А ведь казалось, тайна разгадана, сколько чая ушло…
– Но авокадо нарисовали на известной работе! – въедливо заметил озадаченный Петр.
– Петр, не хочу вас обижать, но авокадо уместно в салате. Я рисую не картошки, а животных и людей! – Джорджио шлепнул по переднему сидению, страж дернулся и укоризненно оглянулся.
Через минуту песчаные замки музейного детектива смыло волнами итальянского хохота. Как, и окурки на полу, что за волгарита! Профиль Нобиля? Вы, русские, удивительные фантазеры. Молния на детском платьице XVII века? Только если оно пошито в Милане. Вы же знаете, что замок-молнию изобрел Леонардо. Он был левша и мучился с пуговицами.
– Тогда что вы дорисовали на картинах голландцев? – Петр совсем запутался.
– Я на всех работах Метсю вишенки под птичками в клетках нарисовал.
Петр удивленно смотрел на художника.
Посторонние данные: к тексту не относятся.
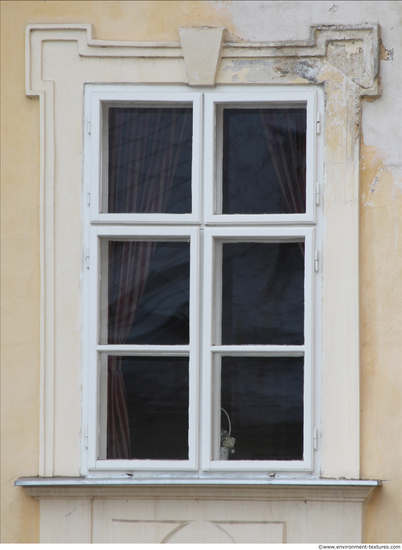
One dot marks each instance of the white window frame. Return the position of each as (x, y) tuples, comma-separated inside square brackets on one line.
[(201, 228)]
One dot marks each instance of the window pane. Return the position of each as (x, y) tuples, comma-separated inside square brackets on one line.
[(263, 293), (150, 152), (264, 400), (148, 292), (148, 401), (264, 161)]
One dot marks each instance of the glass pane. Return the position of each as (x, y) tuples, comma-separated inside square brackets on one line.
[(148, 292), (263, 293), (150, 152), (263, 397), (148, 408), (264, 161)]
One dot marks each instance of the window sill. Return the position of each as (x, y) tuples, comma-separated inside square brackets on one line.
[(199, 488)]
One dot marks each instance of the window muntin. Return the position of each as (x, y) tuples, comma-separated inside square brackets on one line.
[(216, 358)]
Тот не менее удивленно на русского. Затем сунул руку в карман и достал визитку:
– Птица на ветке с двумя вишнями – это мой символо, стемма, эмблема…
Обретение дома
В открытые окна заглядывали бугристые апельсины в восковых листьях. Синь за ними могла быть и морем, и небом, и крашеной стеной соседнего дома. Пахло не морем, а недавней сваркой и каленым стеклом. Да и шлепки волн были не слышны за ударами молотка.
От остановки вапоретто до мастерской Джорджо Димарко неспешным шагом по набережной Петр добрался минут за десять. Постоял на кирпичном мостике, оценил вид через зачехленные катера на красную церковь с готическим острием и нырнул под пляшущие стеклянные буквы «Sala mosaico».
В глубине мастерской пара ребят выхватывали из темноты пунцовые громадные капли и в безостановочном танце крутили их, обмакивали, подрезали и оттягивали щипцами. Середину зала занимал витраж на железных козлах. Нервная рябь колотых кусков перетекала в многоцветные гладкие плоскости. Фигуру святого под таким, не предусмотренным, углом рассмотреть было сложно, а вот слетевшиеся птицы различались четко – горлица, попугай, чайка. Нет, это за окнами галдят чайки, а по смальте скользит скорее лебедь. Франциск? По хрустальной тонзуре не опознать. Здесь недалеко, прямо через пролив, стоит церковь Франциска в винограднике с фасадом самого Палладио. И со столь любимым Петром палладиевским приемом: треугольник в треугольнике.